Your JSONL files should contain one JSON object per line with the following structure:

{
  "context": [{"role": "user", "content": "What is 2+2?"}], // list of dicts - The prompt message (including previous turns, if any)
  "completions": [ // list of dicts — The list of completions
    {
      "rank": 0, // int — The rank of the completion (lower rank is preferred)
      "completion": [{"role": "assistant", "content": "The answer is 4."}] // list of dicts — The completion message(s)
    },
    {
      "rank": 1, // int — The rank of the completion (lower rank is preferred)
      "completion": [{"role": "assistant", "content": "I don't know."}] // list of dicts — The completion message(s)
    }
  ]
}

We also provide a BinaryPreferenceDataset class, which is a simplified version of PreferenceDataset for pairwise ranked preference with single turn completions. You can use prompt_key, chosen_key and rejected_key to specify which fields in your data correspond to the question, chosen answer and rejected answer respectively.
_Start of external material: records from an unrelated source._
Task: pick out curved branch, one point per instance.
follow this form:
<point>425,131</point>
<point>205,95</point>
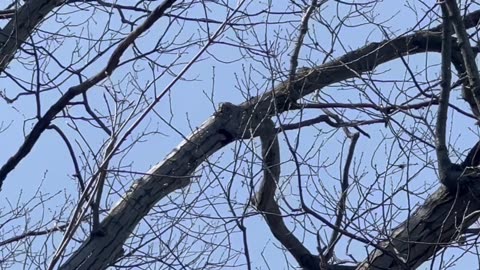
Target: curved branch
<point>112,64</point>
<point>229,124</point>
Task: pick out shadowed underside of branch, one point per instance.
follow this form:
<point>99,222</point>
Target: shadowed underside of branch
<point>433,225</point>
<point>231,122</point>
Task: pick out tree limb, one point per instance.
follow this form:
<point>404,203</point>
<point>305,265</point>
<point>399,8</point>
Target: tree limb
<point>229,124</point>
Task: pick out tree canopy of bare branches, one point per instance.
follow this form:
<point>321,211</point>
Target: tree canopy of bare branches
<point>312,134</point>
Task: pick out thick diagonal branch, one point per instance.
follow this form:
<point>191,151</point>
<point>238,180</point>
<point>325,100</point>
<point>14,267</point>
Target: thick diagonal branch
<point>228,125</point>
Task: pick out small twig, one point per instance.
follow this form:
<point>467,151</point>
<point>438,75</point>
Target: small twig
<point>444,162</point>
<point>341,208</point>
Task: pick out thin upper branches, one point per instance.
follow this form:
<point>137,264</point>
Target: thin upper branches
<point>465,48</point>
<point>444,162</point>
<point>112,64</point>
<point>265,201</point>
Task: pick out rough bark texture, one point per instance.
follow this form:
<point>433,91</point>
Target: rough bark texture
<point>433,225</point>
<point>228,124</point>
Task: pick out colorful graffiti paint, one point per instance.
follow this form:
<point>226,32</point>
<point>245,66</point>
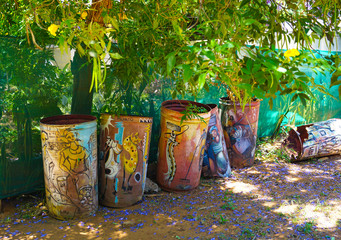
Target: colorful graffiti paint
<point>69,146</point>
<point>216,161</point>
<point>124,151</point>
<point>314,140</point>
<point>181,147</point>
<point>240,131</point>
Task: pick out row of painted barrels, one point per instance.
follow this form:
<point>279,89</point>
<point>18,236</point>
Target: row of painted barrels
<point>188,146</point>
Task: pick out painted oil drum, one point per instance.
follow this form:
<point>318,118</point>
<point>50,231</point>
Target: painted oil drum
<point>216,162</point>
<point>314,140</point>
<point>124,153</point>
<point>181,145</point>
<point>240,131</point>
<point>69,145</point>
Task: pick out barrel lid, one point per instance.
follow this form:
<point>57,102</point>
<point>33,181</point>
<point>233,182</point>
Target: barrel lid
<point>68,119</point>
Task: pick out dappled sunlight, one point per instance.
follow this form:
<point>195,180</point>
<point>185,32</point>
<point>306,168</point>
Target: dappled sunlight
<point>240,187</point>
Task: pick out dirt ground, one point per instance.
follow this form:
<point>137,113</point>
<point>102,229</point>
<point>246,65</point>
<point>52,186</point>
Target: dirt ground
<point>273,199</point>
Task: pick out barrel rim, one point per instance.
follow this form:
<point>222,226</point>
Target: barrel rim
<point>228,101</point>
<point>53,120</point>
<point>167,104</point>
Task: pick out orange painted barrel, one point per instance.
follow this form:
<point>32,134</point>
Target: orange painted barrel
<point>69,145</point>
<point>124,153</point>
<point>240,131</point>
<point>181,145</point>
<point>216,160</point>
<point>314,140</point>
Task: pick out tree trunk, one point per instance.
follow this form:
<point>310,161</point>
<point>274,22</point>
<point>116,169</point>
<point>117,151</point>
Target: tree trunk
<point>81,69</point>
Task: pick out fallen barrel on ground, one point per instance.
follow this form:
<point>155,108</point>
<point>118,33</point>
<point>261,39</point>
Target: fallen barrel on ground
<point>314,140</point>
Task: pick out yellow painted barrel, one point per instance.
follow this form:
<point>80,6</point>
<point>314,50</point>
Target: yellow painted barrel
<point>69,148</point>
<point>240,130</point>
<point>124,153</point>
<point>181,145</point>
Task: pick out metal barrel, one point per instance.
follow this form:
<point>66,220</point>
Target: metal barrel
<point>240,131</point>
<point>124,153</point>
<point>314,140</point>
<point>216,161</point>
<point>181,145</point>
<point>69,146</point>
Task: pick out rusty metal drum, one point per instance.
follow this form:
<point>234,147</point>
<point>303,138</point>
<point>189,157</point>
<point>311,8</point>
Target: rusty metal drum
<point>314,140</point>
<point>181,145</point>
<point>216,161</point>
<point>69,149</point>
<point>240,131</point>
<point>124,153</point>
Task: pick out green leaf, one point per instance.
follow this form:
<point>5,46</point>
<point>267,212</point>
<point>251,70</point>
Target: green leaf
<point>92,53</point>
<point>281,69</point>
<point>155,23</point>
<point>170,63</point>
<point>286,91</point>
<point>244,2</point>
<point>210,55</point>
<point>115,56</point>
<point>303,98</point>
<point>249,21</point>
<point>228,45</point>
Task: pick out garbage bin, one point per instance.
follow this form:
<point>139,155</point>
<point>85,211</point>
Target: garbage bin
<point>69,149</point>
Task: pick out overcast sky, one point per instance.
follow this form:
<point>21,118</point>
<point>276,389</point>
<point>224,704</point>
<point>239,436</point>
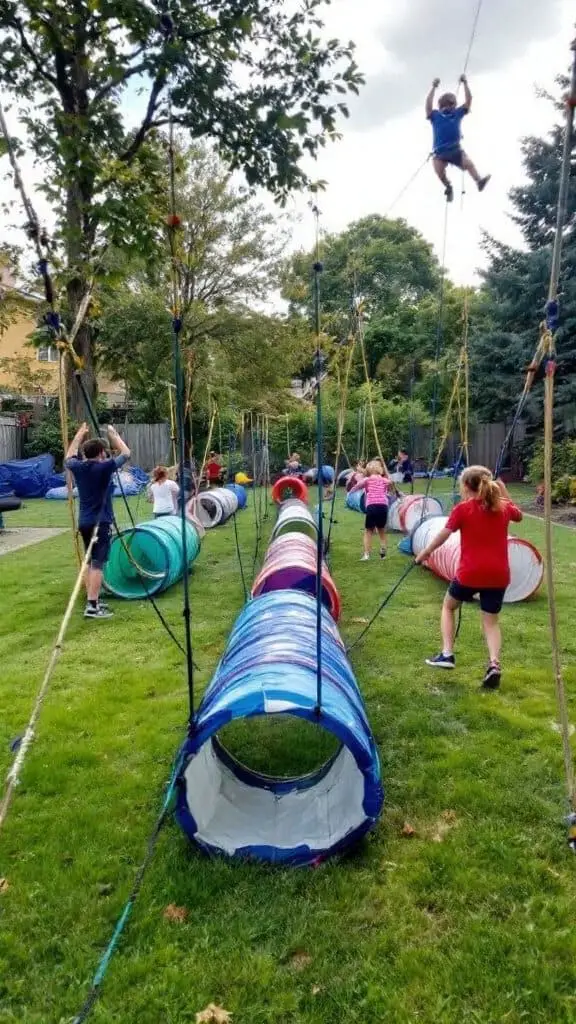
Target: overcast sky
<point>402,45</point>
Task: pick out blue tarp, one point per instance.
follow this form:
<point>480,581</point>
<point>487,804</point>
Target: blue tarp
<point>28,477</point>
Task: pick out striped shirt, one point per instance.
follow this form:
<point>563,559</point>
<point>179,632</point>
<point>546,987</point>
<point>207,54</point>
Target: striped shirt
<point>376,488</point>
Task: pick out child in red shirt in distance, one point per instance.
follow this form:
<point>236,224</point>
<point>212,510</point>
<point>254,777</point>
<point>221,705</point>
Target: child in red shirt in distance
<point>376,485</point>
<point>483,519</point>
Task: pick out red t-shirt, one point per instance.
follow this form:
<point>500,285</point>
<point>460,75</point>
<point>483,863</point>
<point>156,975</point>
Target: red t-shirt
<point>484,543</point>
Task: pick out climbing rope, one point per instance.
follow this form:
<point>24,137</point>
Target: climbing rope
<point>318,268</point>
<point>13,776</point>
<point>97,980</point>
<point>548,330</point>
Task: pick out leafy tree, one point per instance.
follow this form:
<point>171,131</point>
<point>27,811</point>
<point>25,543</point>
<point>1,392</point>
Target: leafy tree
<point>227,255</point>
<point>516,290</point>
<point>253,75</point>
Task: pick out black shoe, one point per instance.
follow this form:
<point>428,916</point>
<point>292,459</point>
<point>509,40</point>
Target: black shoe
<point>492,678</point>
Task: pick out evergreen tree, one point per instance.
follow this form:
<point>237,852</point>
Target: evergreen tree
<point>516,291</point>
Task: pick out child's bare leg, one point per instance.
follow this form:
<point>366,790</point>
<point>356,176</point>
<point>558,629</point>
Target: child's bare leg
<point>93,584</point>
<point>470,168</point>
<point>493,636</point>
<point>448,624</point>
<point>440,168</point>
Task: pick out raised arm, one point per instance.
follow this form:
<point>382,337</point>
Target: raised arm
<point>117,443</point>
<point>430,95</point>
<point>467,93</point>
<point>76,441</point>
<point>439,540</point>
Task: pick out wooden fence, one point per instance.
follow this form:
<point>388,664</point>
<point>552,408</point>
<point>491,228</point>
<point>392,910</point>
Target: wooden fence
<point>11,437</point>
<point>485,442</point>
<point>149,443</point>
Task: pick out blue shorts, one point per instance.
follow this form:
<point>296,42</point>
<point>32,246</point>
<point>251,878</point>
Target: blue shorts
<point>100,551</point>
<point>454,157</point>
<point>491,598</point>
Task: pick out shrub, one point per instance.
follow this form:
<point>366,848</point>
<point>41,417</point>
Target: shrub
<point>564,461</point>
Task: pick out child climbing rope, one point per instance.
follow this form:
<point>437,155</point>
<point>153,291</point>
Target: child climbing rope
<point>163,493</point>
<point>482,517</point>
<point>376,484</point>
<point>92,474</point>
<point>446,122</point>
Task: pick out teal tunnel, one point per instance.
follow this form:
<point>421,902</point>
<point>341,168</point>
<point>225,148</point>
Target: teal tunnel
<point>149,558</point>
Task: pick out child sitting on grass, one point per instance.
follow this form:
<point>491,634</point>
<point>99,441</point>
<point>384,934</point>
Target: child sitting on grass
<point>482,517</point>
<point>376,484</point>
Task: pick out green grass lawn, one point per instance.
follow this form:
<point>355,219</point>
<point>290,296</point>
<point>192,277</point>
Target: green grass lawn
<point>471,920</point>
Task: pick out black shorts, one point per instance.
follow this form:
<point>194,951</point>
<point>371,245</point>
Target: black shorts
<point>100,551</point>
<point>454,157</point>
<point>376,517</point>
<point>491,598</point>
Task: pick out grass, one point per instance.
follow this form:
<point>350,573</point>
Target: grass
<point>470,920</point>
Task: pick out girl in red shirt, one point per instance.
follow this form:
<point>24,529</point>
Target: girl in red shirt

Here’s an example configuration:

data:
  # other data settings, see `examples/configs/dpo.yaml` for more details
  ...
  # dataset settings
  train:
    # this dataset will override prompt_key and use the default values for other vars
    data_path: /path/to/local/train_dataset.jsonl  # local file or hf_org/hf_dataset_name (HuggingFace)
    prompt_key: context
    split: train  # used for HuggingFace datasets
  validation:
    # this dataset will use the default values for other vars except data_path
    data_path: /path/to/local/val_dataset.jsonl
  default:
    # will use below vars as default values if dataset doesn't specify it
    dataset_name: BinaryPreferenceDataset
    prompt_key: prompt
    chosen_key: chosen
    rejected_key: rejected
    prompt_file: null
    system_prompt_file: null

Your JSONL files should contain one JSON object per line with the following structure:

{
  "prompt": "What is 2+2?",     // <prompt_key>: <prompt_content>
  "chosen": "The answer is 4.", // <chosen_key>: <chosen_content>
  "rejected": "I don't know."   // <rejected_key>: <rejected_content>
}

Please note:

If you are using a logger, the prefix used for each validation set will be validation-<NameOfValidationDataset>. The total validation time, summed across all validation sets, is reported under timing/validation/total_validation_time.
If you are doing checkpointing, the metric_name value in your checkpointing config should reflect the metric and validation set to be tracked. For example, validation-<NameOfValidationDataset1>_loss.

DPO-Specific Parameters#

The DPO implementation in NeMo RL supports several key parameters that can be adjusted:

dpo.reference_policy_kl_penalty: Controls the strength of the KL penalty term
dpo.preference_loss_weight: Weight for the preference loss
dpo.sft_loss_weight: Weight for the auxiliary SFT loss
dpo.preference_average_log_probs: Whether to average log probabilities over tokens in the preference loss term
dpo.sft_average_log_probs: Whether to average log probabilities over tokens in the SFT loss term

These parameters can be adjusted in the config file or via command-line overrides to optimize training for your specific use case.

Evaluate the Trained Model#

Upon completion of the training process, you can refer to our evaluation guide to assess model capabilities.